Sabda Hidup
Jumat, 25 Februari 2022, Jumat Pekan Biasa VII
Bacaan: Yak. 5:9-12; Mzm. 103:1-2,3-4,8-9,11-12; Mrk. 10:1-12.
“Karena itu, apa yang telah dipersatukan Allah, tidak boleh diceraikan manusia.”
(Mrk 10: 9)
Pada masa Yesus ada dua aliran pemikiran tentang perceraian. Yang pertama adalah golongan Rabi Shammai. Mereka menafsirkan masalah perkawinan dengan sangat ketat. Berbuat tidak senonoh yang dimaksud dalam Ul 24: 1, yang dijadikan argumen orang-orang Farisi yang mencobai Yesus, adalah perzinahan itu sendiri. Seorang perempuan mungkin berperilaku sama buruknya dengan Izebel [mempromosikan penyembahan Baal, berencana membunuh nabi Elia, memfitnah Nabot sampai dihukum mati karena suaminya, Ahab, mengingini kebun anggurnya], tetapi kecuali dia bersalah karena perzinahan, tidak akan diceraikan.
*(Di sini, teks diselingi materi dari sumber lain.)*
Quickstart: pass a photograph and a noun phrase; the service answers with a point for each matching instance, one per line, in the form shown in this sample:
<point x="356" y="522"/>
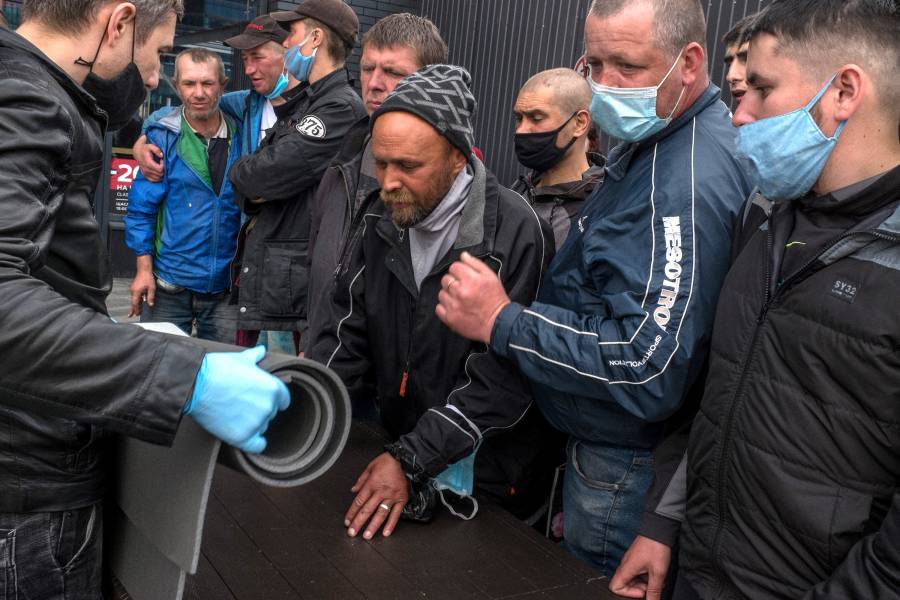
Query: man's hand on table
<point x="642" y="572"/>
<point x="470" y="299"/>
<point x="381" y="493"/>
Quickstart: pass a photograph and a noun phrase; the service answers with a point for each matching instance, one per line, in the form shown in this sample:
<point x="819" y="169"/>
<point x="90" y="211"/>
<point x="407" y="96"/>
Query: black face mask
<point x="538" y="151"/>
<point x="121" y="96"/>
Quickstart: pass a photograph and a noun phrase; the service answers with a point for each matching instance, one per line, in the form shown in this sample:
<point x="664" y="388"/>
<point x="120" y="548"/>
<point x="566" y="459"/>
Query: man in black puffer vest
<point x="792" y="472"/>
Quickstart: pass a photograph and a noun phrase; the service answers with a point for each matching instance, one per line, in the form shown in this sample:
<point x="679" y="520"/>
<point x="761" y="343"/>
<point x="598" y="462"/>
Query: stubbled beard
<point x="202" y="115"/>
<point x="410" y="215"/>
<point x="417" y="209"/>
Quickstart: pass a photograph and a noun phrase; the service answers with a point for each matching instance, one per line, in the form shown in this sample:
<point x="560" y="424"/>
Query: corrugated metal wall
<point x="503" y="42"/>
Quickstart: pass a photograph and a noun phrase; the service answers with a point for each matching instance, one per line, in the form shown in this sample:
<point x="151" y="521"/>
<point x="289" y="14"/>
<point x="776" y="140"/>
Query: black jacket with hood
<point x="560" y="204"/>
<point x="436" y="391"/>
<point x="284" y="173"/>
<point x="790" y="487"/>
<point x="67" y="372"/>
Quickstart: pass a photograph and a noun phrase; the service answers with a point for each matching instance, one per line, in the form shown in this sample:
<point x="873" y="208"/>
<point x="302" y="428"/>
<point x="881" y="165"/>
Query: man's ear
<point x="694" y="61"/>
<point x="457" y="160"/>
<point x="849" y="82"/>
<point x="318" y="39"/>
<point x="121" y="24"/>
<point x="582" y="122"/>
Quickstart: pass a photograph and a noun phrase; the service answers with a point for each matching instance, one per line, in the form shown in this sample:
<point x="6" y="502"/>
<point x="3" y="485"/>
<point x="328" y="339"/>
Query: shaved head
<point x="823" y="35"/>
<point x="569" y="90"/>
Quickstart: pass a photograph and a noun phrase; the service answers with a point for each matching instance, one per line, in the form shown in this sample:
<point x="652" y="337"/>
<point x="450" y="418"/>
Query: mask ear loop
<point x="815" y="101"/>
<point x="681" y="95"/>
<point x="133" y="35"/>
<point x="453" y="511"/>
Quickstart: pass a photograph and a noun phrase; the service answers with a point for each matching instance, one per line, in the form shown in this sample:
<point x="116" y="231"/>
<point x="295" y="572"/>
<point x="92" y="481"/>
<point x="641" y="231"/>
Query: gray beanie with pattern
<point x="441" y="95"/>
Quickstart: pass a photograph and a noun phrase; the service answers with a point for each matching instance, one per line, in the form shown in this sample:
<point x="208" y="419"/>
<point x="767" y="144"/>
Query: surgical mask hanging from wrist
<point x="785" y="155"/>
<point x="629" y="114"/>
<point x="459" y="478"/>
<point x="279" y="88"/>
<point x="298" y="65"/>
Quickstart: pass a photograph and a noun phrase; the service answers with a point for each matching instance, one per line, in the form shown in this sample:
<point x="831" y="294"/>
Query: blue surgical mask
<point x="280" y="86"/>
<point x="629" y="113"/>
<point x="459" y="478"/>
<point x="298" y="65"/>
<point x="785" y="155"/>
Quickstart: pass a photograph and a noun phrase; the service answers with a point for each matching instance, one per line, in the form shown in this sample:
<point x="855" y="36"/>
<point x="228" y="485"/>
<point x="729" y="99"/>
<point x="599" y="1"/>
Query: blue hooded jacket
<point x="621" y="328"/>
<point x="244" y="106"/>
<point x="189" y="229"/>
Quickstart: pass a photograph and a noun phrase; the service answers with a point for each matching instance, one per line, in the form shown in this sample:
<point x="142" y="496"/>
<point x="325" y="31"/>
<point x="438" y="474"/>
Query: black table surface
<point x="271" y="543"/>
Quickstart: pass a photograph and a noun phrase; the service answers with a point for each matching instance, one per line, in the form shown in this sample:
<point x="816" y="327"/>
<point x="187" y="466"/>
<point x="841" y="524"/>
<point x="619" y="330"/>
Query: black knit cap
<point x="257" y="32"/>
<point x="335" y="14"/>
<point x="441" y="95"/>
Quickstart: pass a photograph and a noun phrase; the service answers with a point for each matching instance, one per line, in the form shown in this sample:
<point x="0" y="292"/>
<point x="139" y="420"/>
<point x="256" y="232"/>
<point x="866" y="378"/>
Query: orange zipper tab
<point x="403" y="384"/>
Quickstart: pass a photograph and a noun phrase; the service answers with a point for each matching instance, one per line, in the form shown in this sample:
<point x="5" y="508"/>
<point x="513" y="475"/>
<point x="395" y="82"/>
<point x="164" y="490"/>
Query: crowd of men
<point x="697" y="330"/>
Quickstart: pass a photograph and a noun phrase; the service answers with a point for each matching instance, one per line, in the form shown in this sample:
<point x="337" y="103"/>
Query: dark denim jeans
<point x="52" y="555"/>
<point x="603" y="501"/>
<point x="214" y="316"/>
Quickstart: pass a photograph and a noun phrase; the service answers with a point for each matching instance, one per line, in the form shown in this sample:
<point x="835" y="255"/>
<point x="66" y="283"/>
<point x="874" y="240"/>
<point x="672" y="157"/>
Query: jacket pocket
<point x="848" y="523"/>
<point x="8" y="588"/>
<point x="284" y="278"/>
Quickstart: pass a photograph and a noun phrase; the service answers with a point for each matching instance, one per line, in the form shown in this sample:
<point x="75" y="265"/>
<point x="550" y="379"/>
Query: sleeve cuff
<point x="503" y="328"/>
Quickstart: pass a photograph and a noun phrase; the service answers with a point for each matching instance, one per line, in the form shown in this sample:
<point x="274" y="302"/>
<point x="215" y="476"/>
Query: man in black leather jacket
<point x="67" y="371"/>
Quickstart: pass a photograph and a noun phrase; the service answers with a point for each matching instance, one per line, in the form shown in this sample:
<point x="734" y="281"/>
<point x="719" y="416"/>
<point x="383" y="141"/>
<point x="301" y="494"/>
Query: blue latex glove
<point x="234" y="399"/>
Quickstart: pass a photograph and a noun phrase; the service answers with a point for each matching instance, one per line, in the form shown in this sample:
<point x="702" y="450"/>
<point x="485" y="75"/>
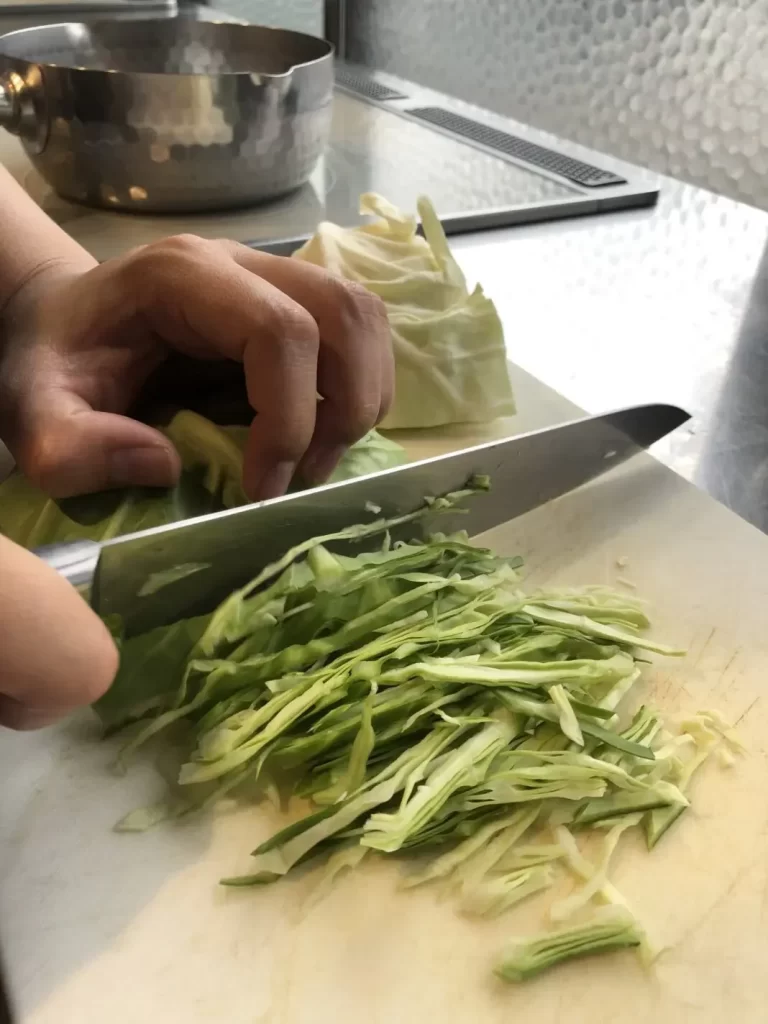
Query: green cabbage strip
<point x="605" y="933"/>
<point x="424" y="705"/>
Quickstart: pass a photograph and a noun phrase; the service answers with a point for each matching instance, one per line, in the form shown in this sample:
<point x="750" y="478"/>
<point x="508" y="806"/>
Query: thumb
<point x="70" y="451"/>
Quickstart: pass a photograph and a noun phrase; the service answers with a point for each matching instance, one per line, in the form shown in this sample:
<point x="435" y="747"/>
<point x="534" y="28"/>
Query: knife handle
<point x="76" y="561"/>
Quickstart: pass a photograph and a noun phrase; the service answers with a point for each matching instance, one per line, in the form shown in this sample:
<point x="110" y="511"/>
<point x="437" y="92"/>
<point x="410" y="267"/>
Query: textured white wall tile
<point x="680" y="86"/>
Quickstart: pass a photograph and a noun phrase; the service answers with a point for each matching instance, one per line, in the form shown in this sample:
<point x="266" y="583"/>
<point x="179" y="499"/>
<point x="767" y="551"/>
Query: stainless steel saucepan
<point x="163" y="116"/>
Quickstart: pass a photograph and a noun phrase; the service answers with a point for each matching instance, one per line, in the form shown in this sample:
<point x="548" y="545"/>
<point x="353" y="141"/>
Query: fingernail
<point x="275" y="480"/>
<point x="321" y="464"/>
<point x="147" y="467"/>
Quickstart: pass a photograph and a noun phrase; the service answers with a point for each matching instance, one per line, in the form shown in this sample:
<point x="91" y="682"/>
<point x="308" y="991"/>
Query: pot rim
<point x="36" y="30"/>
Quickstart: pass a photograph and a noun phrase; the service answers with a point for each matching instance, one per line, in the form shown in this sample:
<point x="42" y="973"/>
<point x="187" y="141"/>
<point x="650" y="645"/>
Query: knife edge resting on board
<point x="526" y="471"/>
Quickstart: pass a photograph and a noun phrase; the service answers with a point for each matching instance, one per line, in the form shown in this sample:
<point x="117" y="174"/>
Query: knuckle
<point x="361" y="303"/>
<point x="160" y="257"/>
<point x="291" y="440"/>
<point x="185" y="244"/>
<point x="292" y="328"/>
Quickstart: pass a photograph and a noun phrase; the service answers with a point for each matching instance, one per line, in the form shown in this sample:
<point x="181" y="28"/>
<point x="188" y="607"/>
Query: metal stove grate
<point x="366" y="86"/>
<point x="512" y="145"/>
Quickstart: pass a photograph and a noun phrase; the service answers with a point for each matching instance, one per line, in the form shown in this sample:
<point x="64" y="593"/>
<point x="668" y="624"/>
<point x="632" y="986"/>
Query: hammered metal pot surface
<point x="168" y="116"/>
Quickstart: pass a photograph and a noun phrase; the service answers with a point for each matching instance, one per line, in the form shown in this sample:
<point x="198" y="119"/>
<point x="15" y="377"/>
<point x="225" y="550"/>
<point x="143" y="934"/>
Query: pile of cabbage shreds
<point x="426" y="706"/>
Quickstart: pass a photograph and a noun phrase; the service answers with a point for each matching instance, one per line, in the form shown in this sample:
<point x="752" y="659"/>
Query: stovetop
<point x="400" y="140"/>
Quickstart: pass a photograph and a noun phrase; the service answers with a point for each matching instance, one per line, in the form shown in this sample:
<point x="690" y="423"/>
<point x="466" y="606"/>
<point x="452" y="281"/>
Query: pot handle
<point x="18" y="113"/>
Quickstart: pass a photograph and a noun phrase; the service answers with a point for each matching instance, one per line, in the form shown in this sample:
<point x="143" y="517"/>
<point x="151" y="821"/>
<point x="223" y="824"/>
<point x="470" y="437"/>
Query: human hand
<point x="80" y="343"/>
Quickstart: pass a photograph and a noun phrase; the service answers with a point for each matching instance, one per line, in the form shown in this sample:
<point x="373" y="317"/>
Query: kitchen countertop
<point x="669" y="303"/>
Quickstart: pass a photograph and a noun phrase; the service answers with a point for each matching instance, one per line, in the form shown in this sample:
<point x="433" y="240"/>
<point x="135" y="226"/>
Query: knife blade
<point x="226" y="549"/>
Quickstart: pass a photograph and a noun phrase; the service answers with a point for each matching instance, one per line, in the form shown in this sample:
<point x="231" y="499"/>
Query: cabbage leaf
<point x="451" y="364"/>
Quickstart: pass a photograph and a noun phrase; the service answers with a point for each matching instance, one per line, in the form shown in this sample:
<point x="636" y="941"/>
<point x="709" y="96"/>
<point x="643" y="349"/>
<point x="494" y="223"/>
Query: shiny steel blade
<point x="525" y="471"/>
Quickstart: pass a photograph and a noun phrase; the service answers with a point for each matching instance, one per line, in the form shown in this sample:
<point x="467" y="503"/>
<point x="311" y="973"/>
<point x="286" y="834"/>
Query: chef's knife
<point x="216" y="553"/>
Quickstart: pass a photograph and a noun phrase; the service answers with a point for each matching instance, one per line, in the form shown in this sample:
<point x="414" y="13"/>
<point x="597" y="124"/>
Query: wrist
<point x="17" y="301"/>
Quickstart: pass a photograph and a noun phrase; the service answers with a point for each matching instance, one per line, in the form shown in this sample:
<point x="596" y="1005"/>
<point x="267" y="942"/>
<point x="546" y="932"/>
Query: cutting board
<point x="99" y="927"/>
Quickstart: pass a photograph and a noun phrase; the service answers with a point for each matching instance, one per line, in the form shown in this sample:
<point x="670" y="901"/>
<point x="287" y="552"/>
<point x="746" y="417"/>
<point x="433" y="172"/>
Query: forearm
<point x="30" y="242"/>
<point x="55" y="653"/>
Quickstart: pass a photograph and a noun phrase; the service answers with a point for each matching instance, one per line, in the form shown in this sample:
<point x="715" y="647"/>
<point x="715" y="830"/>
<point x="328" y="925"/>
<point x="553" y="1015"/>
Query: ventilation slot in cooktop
<point x="365" y="86"/>
<point x="512" y="145"/>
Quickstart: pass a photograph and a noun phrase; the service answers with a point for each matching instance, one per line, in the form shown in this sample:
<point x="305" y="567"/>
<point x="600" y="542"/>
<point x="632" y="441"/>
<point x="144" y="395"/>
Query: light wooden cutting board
<point x="99" y="927"/>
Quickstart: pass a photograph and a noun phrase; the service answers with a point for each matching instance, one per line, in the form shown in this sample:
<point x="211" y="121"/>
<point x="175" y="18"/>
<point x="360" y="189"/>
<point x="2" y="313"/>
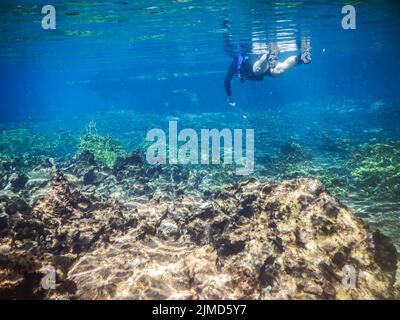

Yang kedua adalah golongan pengikut Rabi Hillel. Di dalam menafsirkan Ulangan 24:1, pengikut Hillel percaya bahwa seorang laki-laki boleh menceraikan istrinya dengan alasan apa pun. Mereka sangat longgar di dalam mengizinkan perceraian. Mereka menganggap bahwa pengertian “tidak senonoh” yang dikatakan dalam Ulangan 24:1 itu bisa berarti apa saja. Membakar roti kurang matang, atau terlalu matang, berjalan sembarangan, berbicara dengan pria asing, berbicara tidak sopan tentang hubungan suaminya, suka bertengkar, dapat menjadi alasan menceraikan isteri.
Manusia cenderung permisif dan mencari aturan yang longgar. Hasilnya adalah perceraian mudah dilakukan entah karena alasan yang terlalu sepele atau bahkan tanpa alasan sama sekali. Ketika Yesus berbicara tentang perceraian itu, Ia hendak mengembalikan nilai perkawinan pada posisi yang sebenarnya.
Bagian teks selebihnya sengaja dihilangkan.